Marek DruśMarek Druś
opublikowano: 2014-02-05 20:51

Atrakcyjność franka szwajcarskiego jako „bezpiecznej przystani” osłabnie w 2014 roku, przekonuje w The Financial Times Mansoor Mohi-uddin, dyrektor strategii walutowej w szwajcarskim banku UBS.

Inwestorzy powinni sprzedawać franka bo waluta ta będzie słabła w 2014 roku, twierdzi Mohi-uddin. Jego zdaniem, są trzy przyczyny słabnięcia franka.

Mansoor Mohi-uddin, fot. Bloomberg
Mansoor Mohi-uddin, fot. Bloomberg
None
None

Pierwszą jest to, że bank centralny Szwajcarii, jak wielokrotnie deklarował, nie zrezygnuje jeszcze przez długi czas z wyznaczonego maksymalnego poziomu umocnienia franka wobec euro. Nie zdecyduje się także na podwyższenie stóp procentowych.

- SNB będzie prawdopodobnie jednym z ostatnich banków centralnych, które zaczną normalizować politykę pieniężną w okresie najbliższych kilku lat – napisał Mohi-uddin.

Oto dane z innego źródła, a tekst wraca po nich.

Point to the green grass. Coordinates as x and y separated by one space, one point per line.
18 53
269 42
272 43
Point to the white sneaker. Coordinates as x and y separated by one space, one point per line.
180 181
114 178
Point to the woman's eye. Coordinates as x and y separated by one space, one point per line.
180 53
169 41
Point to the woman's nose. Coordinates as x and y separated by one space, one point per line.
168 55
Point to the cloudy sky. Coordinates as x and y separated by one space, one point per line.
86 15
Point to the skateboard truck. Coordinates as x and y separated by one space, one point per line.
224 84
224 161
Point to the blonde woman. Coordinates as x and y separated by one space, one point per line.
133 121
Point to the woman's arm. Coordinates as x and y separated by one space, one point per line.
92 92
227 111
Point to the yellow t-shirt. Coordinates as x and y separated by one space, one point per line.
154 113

Drugim powodem przemawiającym za słabnięciem franka ma być zakończenie delewarowania przez szwajcarskie banki. Polegało ono na „ekstremalnej repatriacji” pieniędzy z zagranicy. Strateg walutowy UBS zwraca uwagę, że w okresie pierwszych trzech kwartałów 2013 roku tendencja ta odwróciła się, co ma spowodować odpływ pieniędzy z krajowych banków w 2013 roku po raz pierwszy od dekady.

Trzecim powodem, pisze Mohi-uddin w The Financial Times, jest koniec rozpoczętego w 2010 roku okresu niechęci zarządzających portfelami w Szwajcarii do kupowania zagranicznych aktywów.

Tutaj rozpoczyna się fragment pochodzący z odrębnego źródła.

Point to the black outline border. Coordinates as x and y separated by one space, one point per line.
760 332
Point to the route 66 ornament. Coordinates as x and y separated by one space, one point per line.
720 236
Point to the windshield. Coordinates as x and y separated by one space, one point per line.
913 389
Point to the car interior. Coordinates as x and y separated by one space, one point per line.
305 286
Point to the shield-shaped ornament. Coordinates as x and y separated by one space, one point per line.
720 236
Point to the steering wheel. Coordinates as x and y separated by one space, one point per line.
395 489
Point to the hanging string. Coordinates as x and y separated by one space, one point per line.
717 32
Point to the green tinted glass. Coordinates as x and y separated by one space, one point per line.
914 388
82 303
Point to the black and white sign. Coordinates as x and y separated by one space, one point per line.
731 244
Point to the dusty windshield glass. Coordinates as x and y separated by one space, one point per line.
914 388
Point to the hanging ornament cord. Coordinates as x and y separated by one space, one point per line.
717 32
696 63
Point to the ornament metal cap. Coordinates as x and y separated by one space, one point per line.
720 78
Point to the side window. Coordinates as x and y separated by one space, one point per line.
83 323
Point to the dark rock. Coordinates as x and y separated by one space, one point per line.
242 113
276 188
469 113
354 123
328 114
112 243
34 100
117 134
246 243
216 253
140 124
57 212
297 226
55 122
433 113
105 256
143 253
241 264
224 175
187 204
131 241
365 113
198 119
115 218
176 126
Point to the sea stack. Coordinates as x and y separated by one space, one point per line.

Mohi-uddin przyznaje, że wsparciem dla franka może być w tym roku duża nadwyżka na rachunku bieżącym Szwajcarii, a także obawy deflacji w eurolandzie i ewentualnego luzowania polityki pieniężnej przez Europejski Bank Centralny.
 
- Szerszy obraz poprawy sytuacji w USA, Wielkiej Brytanii, Japonii i Niemczech, spadku ryzyka na peryferyjnych rynkach eurolandu, a także gotowość SNB utrzymania  granicy umocnienia franka i odwlekania podwyżki stóp sugeruje, że inwestorzy z awersją do ryzyka powinni raczej faworyzować dolara i obligacje USA niż franka, szukając zabezpieczenia portfeli – napisał Mohi-uddin w The Financial Times.